Do tej makabrycznej zbrodni doszło w nocy z soboty na niedzielę w jednym z mieszkań w familoku przy ul. Kanałowej. Tam mieszkanie wynajmował poszukiwany teraz przez policję Daniel Cygan, pseud. Głuchy. Wraz z Antonim P. zaprosił do mieszkania Ewę T. Ofiara nie mogła spodziewać się, jaki los szykują dla niej zwyrodnialcy.

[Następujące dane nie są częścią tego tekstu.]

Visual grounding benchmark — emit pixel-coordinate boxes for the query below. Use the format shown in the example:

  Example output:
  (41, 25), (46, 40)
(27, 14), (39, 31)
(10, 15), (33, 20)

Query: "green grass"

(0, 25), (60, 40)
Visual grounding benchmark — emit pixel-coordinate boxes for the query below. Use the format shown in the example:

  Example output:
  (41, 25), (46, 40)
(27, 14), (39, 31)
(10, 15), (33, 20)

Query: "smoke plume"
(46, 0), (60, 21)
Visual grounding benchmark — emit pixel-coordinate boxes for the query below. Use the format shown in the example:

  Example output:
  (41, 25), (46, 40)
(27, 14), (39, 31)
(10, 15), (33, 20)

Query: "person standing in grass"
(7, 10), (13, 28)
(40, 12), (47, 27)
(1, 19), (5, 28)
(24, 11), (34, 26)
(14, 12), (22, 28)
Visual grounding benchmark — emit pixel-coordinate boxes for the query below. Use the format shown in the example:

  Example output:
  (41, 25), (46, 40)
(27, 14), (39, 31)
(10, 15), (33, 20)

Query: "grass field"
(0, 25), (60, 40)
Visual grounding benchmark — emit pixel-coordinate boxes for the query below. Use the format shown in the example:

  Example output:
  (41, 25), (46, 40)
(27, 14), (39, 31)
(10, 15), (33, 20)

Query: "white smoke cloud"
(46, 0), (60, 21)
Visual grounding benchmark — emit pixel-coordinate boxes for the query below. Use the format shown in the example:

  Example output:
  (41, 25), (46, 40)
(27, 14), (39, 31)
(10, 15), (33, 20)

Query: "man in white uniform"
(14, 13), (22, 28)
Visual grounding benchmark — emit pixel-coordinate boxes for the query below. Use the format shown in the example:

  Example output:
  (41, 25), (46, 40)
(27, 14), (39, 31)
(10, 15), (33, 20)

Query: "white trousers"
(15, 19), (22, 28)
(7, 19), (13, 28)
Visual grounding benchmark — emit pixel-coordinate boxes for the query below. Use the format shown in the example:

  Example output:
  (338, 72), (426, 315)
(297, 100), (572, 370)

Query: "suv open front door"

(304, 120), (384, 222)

Najpierw było przyjemnie. Przyjęcie się rozkręcało, nie brakowało alkoholu. Potem jednak w Daniela Cygana i Antoniego P. wstąpił diabeł. Nabrali ochoty na igraszki z Ewą T. Gdy się sprzeciwiła, zaczął się horror. Policja przypuszcza, że opierająca się Ewa T. została wzięta siłą, ale po zaspokojeniu swojej chuci bandyci wcale się nie uspokoili. Zaczęli dosłownie torturować ofiarę. Nożem cięli kobietę po całym ciele, na zmianę ją przyduszając. To jednak wciąż było za mało dla bezdusznych katów.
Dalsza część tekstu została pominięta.